Although breath-regulation (prāṇāyāma) occupies a central place in many yoga traditions, its role in Jain thought remains understudied. This paper examines Yaśovijaya’s treatment of prāṇāyāma in his Dvātriṃśaddvātriṃśikā (DD). Yaśovijaya, one of the most influential Jain intellectuals of the seventeenth century, engages Patañjali and Vyāsa, adopting their definitions of inhalation (pūraka), retention (kumbhaka), and exhalation (recaka), and acknowledges the benefits of the practice. He argues that prāṇāyāma is acceptable for those inclined toward breathing practices insofar as it reduces karmically binding activity.

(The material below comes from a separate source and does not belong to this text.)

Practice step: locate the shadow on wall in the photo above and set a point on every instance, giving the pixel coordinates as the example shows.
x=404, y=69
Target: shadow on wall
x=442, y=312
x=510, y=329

Ultimately, however, he redefines it not as a technique of physiological control or as related to prāṇa as vital capacity, but as inner transformation (bhāva) encompassing three main components: (1) the expulsion of attachment, (2) the cultivation of insight, and (3) the stabilization of knowledge. I show how his account strategically reinterprets authoritative yogic discourse to align it with specifically Jain soteriological and ethical commitments.
This paper introduces an eruption of publishing about the gross and subtle body known to classical Buddhist Mahāyāna and Vajrayāna tradition among Tibetan monastics during the so-called “Decade of the Brain” (1990s). Responding to the privileging of the neurosciences and its materialist modeling of mind as entirely reducible to brain, a handful of prominent Tibetan monastic scholars in the PRC and in the refugee diaspora sought to elaborately translate and refuse the neuroscience of the day. In these Tibetan refusals of the brain sciences, not only was classical South and Inner Asian Buddhist knowledge about the subtle body and subtle winds restaged for a new global audience. In the process, the epistemological status of the subtle body came to possess a metonymical power to stand in juxtaposition with the imaginary totalities of the West, science, the Indian secular nation-state, and the erasures and exile of Tibetan civilization.